Dealing with dengue   

Bangladesh continues to be ravaged by Covid-19 and hard on its heels, the bewildered country witnesses a degree of emergence of the once-dreaded mosquito-borne fever dengue. The Dhaka City corporations have post-haste embarked on a mosquito eradication campaign with public awareness of preventative measures growing with the years. With no short-term cure and the lack of proper hospital treatment due to the rush of Covid-19 patients, the developments seem concerning.

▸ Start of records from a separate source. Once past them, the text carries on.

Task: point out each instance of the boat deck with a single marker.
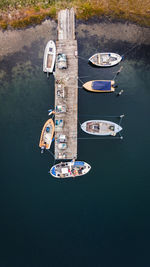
(66, 89)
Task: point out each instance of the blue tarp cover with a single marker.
(101, 85)
(53, 171)
(80, 163)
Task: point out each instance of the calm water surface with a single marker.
(101, 219)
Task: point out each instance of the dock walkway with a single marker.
(66, 88)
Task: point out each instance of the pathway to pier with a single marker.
(66, 88)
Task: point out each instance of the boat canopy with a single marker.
(76, 163)
(101, 85)
(53, 171)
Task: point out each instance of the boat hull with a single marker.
(88, 86)
(71, 169)
(105, 59)
(101, 127)
(49, 57)
(47, 134)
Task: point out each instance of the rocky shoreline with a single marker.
(12, 41)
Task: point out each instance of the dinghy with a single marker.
(100, 86)
(101, 127)
(70, 169)
(49, 57)
(105, 59)
(47, 135)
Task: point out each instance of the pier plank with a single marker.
(66, 79)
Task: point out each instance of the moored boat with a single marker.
(101, 127)
(100, 86)
(49, 57)
(47, 135)
(106, 59)
(70, 169)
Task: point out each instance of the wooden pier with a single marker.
(66, 88)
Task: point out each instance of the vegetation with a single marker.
(21, 13)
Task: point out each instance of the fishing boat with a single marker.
(105, 59)
(47, 135)
(100, 86)
(70, 169)
(49, 57)
(101, 127)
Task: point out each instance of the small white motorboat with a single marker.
(100, 86)
(49, 57)
(106, 59)
(101, 127)
(70, 169)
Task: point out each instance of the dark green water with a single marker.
(101, 219)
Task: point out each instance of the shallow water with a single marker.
(102, 218)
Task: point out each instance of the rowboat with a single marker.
(105, 59)
(70, 169)
(100, 86)
(49, 57)
(101, 127)
(47, 135)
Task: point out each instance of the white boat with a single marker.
(47, 135)
(70, 169)
(101, 127)
(49, 57)
(100, 86)
(106, 59)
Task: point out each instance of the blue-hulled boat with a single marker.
(101, 127)
(106, 59)
(70, 169)
(100, 86)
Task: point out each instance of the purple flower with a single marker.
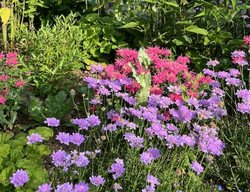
(81, 160)
(19, 178)
(59, 158)
(93, 120)
(135, 141)
(44, 188)
(34, 138)
(52, 122)
(117, 187)
(97, 180)
(64, 138)
(146, 158)
(65, 187)
(117, 168)
(197, 167)
(212, 63)
(182, 114)
(233, 81)
(154, 152)
(77, 139)
(153, 181)
(81, 187)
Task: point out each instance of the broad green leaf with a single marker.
(45, 132)
(195, 29)
(130, 25)
(4, 150)
(5, 14)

The Covid-19 pandemic has been able to trigger dozens of research leading to invention of vaccines. In comparison, the high fever-dominant dengue ailment requires intravenous medical back-up and sharp observation in complicated cases. Normally long rest, care and common medicines taken timely can cure the vector-borne dengue. As the dengue vector, known as Aedes Aegypti mosquito, is grown in the post-rain clean water collecting in empty containers littered around human habitats, cleaning of the debris emerges as a foremost task. The responsibility, to a great extent, lies with the DSCC and the DNCC.

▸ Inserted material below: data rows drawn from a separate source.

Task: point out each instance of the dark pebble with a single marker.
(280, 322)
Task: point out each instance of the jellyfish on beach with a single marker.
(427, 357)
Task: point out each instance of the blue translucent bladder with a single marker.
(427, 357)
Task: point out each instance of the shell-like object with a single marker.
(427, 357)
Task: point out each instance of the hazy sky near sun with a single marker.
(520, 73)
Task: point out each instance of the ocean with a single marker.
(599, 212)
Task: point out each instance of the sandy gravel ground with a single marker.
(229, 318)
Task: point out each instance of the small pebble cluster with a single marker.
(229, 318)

Following the first dreadful strike of dengue in the capital, which had claimed nearly one hundred lives and forced scores of patients to get admitted to hospital in 2000, the anti-dengue campaigns resulted in continued cuts in dengue cases in the country. The following years till 2018 could well have been declared dengue-free for Dhaka, thanks to the spurt of anti-mosquito drives by the two city corporation authorities. The Dhaka-based people also seemed anxious to keep their surroundings free of water-filled throwaways, sources of mosquito 'larva' growth. In such a supposedly hygienic situation, how the dengue outbreak could turn deadly in 2018 and 2019, killing 26 and 179 respectively, remains an enigma. A section of experts, however, blame the not fully cured dengue patients who allegedly transmitted the disease through dengue vectors. In 2020, the dengue cases and fatalities have been found to be moderate; but there are fears of deterioration this year with hospital admissions on the rise. According to DGHS, there were 1,193 dengue cases and three confirmed dengue-related deaths in 2020.

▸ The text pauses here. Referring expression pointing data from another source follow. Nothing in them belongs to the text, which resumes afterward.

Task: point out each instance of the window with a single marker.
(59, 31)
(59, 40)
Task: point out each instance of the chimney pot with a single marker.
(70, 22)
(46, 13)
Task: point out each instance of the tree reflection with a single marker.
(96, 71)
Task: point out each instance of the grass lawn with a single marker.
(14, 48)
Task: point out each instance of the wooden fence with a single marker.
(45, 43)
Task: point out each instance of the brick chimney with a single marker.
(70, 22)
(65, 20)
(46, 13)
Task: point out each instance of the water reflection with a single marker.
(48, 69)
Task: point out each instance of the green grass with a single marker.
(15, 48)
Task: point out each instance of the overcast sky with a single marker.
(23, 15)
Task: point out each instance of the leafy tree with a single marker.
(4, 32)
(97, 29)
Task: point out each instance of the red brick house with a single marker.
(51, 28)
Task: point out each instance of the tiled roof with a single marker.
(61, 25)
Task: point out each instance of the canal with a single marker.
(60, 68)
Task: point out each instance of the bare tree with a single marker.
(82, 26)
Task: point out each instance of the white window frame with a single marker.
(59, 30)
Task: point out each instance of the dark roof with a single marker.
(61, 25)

Like in many parts of Asia, North America and swathes of Africa, dengue has emerged as an insidiously fearsome scourge in Bangladesh. The disease had initially been restricted to a few regions in Africa and Southeast Asia. In mid-20th century, it spread to a few large cities in South Asia. Due to the deterioration in biodiversity chemistry caused by climate change, especially global warming, emergence and re-emergence of hideous epidemics could hardly be resisted. They might be viewed as 'par for the course' for mankind. At the moment, dengue affects many countries, including Bangladesh, seasonally as a negligible blight. But it may undergo metamorphosis. A resolve to battle dengue coupled with increased awareness among people can help wipe it out. Proper diagnoses, specialised care in dedicated hospital wards constitute the key elements of the management strategy set against the backdrop of grappling with the menacing Covid.